On December 20, 2012, EPA finalized its “area source” boiler regulations designed to limit air emissions from small- to medium-sized boilers that burn coal, oil, or biomass which serve as the source of heat and sometimes power at a variety of commercial businesses, such as hotels and office buildings, as well as institutional entities, including universities, schools, education centers, medical centers, hospitals, municipal buildings, and prisons. According to EPA, 183,000 boilers at 92,000 area source facilities nationwide will be impacted by the final rule, 85 percent of which EPA considers to be small businesses or entities.
Historically, EPA regulated hazardous air pollutants (HAPs) only from “major sources,” that is, sources that emit or have the potential to emit 10 tons per year (tpy) of any individual HAP or 25 tpy of any combination of HAPs. Area sources, on the other hand, are sources of HAPs that emit less than these 10 tpy/25 tpy threshold levels. EPA has always possessed the dormant authority to regulate such area sources under the Clean Air Act.
Under the re-issued final rules, originally published in March 2011, existing “large” boilers (i.e., those with a heat input capacity equal to or greater than 10 million Btu per hour) that burn coal will generally be required to meet emission limits for mercury and carbon monoxide. New large boilers will have even more stringent operating standards, including limits on emissions of particulate matter (PM). Existing sources must submit their initial notification by January 20, 2014, and face a March 21, 2014, compliance deadline.
The Area Source rule exempts smaller boilers from emission limits, as well as oil-fired and biomass boilers. But such boilers will be subject to a work practice standard including a boiler tune-up every two years or five years. Natural gas-fired area source boilers are predominantly exempt from the final rule.
Related Boiler Rules – The new Area Source boiler rule is separate from, but related to, two other EPA actions regulating emissions from boilers.

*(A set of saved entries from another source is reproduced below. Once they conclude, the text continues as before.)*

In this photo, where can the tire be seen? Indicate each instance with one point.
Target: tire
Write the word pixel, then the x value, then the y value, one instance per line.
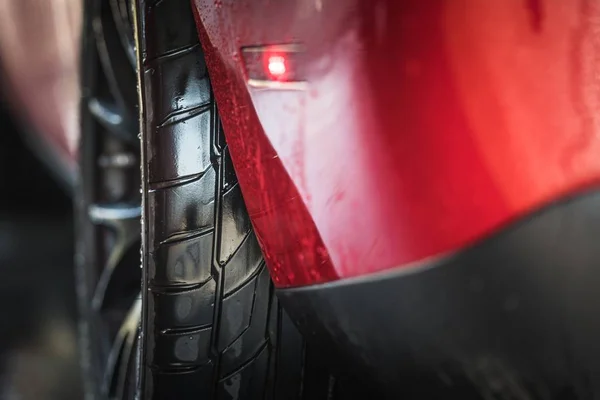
pixel 206 323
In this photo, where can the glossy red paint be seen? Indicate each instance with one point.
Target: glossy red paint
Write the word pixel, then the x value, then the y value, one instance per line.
pixel 425 125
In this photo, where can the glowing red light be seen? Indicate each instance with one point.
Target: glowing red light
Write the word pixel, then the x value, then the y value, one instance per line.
pixel 276 66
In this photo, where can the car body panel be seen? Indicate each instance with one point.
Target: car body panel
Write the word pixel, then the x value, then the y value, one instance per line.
pixel 425 125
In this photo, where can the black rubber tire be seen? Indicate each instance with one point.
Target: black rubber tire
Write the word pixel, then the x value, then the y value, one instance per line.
pixel 212 327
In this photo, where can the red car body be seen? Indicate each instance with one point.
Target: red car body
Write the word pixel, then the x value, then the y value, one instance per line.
pixel 424 126
pixel 431 175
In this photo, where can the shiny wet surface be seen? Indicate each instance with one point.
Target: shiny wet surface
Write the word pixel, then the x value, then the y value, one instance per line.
pixel 38 340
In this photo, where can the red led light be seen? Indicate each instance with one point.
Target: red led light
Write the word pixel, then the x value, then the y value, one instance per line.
pixel 276 66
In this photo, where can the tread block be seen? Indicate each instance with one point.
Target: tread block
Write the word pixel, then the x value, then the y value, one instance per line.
pixel 242 265
pixel 169 27
pixel 181 385
pixel 189 349
pixel 182 263
pixel 178 210
pixel 236 312
pixel 250 378
pixel 178 149
pixel 254 337
pixel 186 309
pixel 235 223
pixel 187 88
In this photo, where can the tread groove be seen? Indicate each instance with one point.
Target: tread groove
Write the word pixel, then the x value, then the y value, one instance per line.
pixel 171 54
pixel 156 186
pixel 178 116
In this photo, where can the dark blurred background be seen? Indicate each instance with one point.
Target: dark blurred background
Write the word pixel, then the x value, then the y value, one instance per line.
pixel 38 338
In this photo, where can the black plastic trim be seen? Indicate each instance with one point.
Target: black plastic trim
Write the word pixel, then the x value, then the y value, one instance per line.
pixel 515 316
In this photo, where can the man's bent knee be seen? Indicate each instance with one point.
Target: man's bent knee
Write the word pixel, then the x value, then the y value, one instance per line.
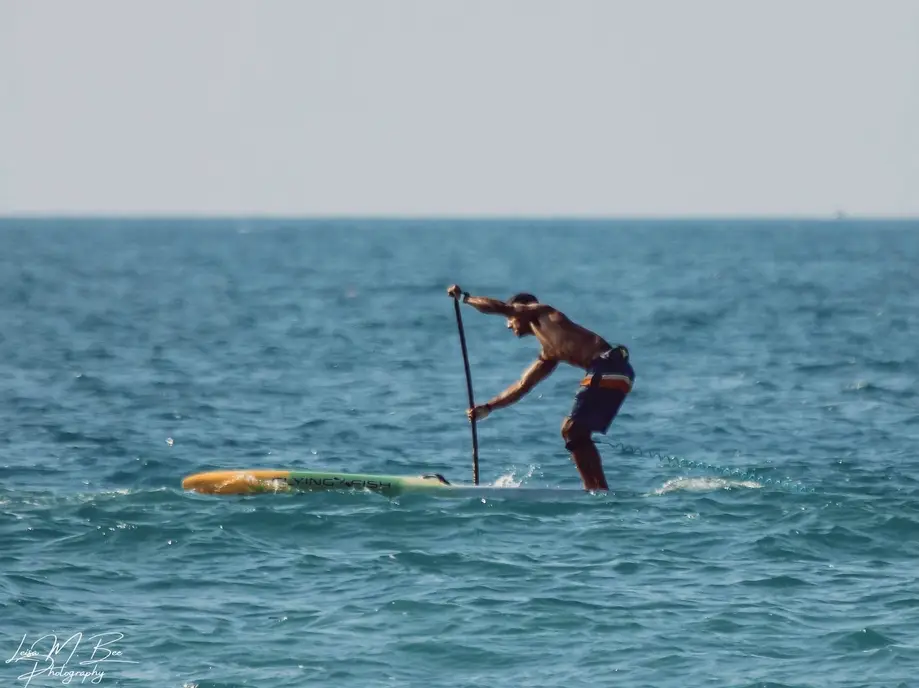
pixel 575 435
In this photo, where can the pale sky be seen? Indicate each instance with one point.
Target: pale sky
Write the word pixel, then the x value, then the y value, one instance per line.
pixel 448 108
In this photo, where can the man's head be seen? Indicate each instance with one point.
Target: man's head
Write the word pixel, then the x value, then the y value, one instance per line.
pixel 518 323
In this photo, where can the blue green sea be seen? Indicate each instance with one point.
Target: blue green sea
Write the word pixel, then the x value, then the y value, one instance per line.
pixel 762 527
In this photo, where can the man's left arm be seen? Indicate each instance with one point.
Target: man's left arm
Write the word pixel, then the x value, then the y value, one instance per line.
pixel 533 375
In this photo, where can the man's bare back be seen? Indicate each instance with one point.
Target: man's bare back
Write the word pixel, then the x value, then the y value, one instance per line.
pixel 609 374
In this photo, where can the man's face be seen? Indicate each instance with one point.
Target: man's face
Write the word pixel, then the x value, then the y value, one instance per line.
pixel 519 328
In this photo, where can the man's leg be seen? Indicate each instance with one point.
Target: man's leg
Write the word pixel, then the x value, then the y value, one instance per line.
pixel 585 455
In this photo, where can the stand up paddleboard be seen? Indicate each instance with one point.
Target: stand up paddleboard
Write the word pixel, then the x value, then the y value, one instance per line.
pixel 246 481
pixel 267 480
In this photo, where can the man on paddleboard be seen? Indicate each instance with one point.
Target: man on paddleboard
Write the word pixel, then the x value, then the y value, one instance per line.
pixel 608 379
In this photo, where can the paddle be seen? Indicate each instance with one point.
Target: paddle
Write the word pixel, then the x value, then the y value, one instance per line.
pixel 475 439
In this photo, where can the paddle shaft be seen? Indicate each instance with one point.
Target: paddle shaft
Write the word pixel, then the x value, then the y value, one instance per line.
pixel 475 439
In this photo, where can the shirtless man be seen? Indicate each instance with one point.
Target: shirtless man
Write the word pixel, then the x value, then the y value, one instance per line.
pixel 609 375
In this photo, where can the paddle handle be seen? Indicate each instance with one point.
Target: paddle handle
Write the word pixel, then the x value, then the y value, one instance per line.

As part of EPA’s December 20, 2012, action, EPA also finalized stringent standards for major source industrial boilers (referred to as the Boiler MACT), as well as a new revised final rule to reduce air toxics from Commercial and Industrial Solid Waste Incinerators (CISWIs).

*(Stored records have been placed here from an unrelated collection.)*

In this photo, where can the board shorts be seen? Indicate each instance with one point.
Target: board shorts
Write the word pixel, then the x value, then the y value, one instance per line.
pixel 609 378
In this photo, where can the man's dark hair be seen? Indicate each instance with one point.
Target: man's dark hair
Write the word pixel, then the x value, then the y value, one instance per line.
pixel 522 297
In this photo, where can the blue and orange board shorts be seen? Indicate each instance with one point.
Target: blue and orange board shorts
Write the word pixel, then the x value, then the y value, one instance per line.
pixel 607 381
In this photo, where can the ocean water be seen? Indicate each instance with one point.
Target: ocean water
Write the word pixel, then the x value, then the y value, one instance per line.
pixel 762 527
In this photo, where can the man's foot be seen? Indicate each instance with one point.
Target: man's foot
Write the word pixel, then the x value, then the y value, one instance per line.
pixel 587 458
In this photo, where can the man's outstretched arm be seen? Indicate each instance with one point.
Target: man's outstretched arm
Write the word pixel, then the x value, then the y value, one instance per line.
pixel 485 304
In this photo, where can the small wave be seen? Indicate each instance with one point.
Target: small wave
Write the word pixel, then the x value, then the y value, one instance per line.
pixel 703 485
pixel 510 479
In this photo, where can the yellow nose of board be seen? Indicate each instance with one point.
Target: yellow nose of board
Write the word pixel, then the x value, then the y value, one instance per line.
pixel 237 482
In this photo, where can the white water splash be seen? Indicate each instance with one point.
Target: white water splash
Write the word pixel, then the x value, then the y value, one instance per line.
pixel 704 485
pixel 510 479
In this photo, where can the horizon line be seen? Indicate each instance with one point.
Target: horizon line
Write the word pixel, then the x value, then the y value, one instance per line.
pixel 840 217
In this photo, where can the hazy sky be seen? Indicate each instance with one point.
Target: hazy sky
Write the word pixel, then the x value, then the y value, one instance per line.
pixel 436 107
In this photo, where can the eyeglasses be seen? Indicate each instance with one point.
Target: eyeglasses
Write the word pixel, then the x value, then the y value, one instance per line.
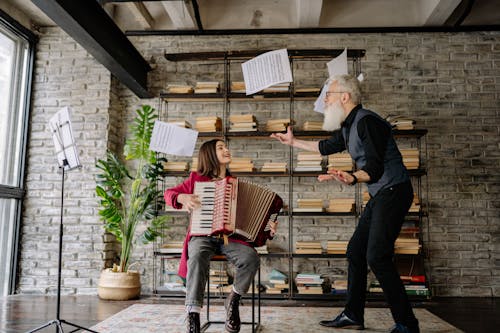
pixel 334 92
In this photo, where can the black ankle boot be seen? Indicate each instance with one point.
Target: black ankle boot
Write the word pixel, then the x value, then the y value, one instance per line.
pixel 233 322
pixel 193 322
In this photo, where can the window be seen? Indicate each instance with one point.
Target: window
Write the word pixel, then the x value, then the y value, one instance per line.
pixel 16 61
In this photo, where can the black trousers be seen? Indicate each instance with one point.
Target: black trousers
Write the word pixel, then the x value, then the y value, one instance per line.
pixel 373 244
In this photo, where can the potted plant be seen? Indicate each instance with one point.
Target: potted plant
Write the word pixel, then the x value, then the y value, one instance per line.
pixel 127 199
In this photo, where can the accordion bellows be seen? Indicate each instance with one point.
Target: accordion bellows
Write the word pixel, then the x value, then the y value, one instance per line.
pixel 233 206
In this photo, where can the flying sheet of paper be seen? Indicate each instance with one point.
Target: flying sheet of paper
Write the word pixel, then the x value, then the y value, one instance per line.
pixel 172 139
pixel 336 66
pixel 64 142
pixel 319 104
pixel 266 70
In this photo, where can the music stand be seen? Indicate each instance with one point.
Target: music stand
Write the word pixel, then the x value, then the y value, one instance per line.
pixel 67 157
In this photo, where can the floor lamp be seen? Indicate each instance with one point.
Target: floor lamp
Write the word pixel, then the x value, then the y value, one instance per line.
pixel 67 157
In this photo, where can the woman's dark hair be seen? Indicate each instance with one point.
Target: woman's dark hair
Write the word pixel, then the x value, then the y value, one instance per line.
pixel 208 163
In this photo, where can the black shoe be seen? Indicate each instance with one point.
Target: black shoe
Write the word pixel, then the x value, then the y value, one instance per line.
pixel 232 305
pixel 400 328
pixel 342 321
pixel 193 322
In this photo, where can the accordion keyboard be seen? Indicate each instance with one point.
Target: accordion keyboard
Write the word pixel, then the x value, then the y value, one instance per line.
pixel 202 217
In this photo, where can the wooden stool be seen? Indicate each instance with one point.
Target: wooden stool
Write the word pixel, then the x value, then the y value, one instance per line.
pixel 255 323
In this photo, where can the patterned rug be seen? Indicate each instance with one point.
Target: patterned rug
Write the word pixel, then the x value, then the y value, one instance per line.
pixel 144 318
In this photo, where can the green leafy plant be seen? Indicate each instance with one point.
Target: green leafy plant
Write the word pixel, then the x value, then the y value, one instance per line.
pixel 125 200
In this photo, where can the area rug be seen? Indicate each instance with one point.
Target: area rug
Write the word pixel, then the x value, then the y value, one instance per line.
pixel 144 318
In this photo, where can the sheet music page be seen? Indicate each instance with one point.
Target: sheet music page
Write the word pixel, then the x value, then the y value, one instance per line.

Nonhazardous Secondary Materials as Fuel – In conjunction with the Boiler and Incinerator rulemakings, EPA also issued a revised final rule under RCRA aimed at identifying which types of non-hazardous secondary materials are, or are not, RCRA “solid wastes” when burned in combustion units. EPA clarifies that the following four types of nonhazardous secondary materials are not RCRA solid wastes when utilized and burned as fuels:
- scrap tires that are not discarded and are managed under the oversight of an “established tire collection program” (including off-spec tires and tires removed from vehicles);
- resinated wood;
- coal refuse from legacy piles; and
- dewatered pulp and paper sludges that are not discarded and managed as fuels and not wastes.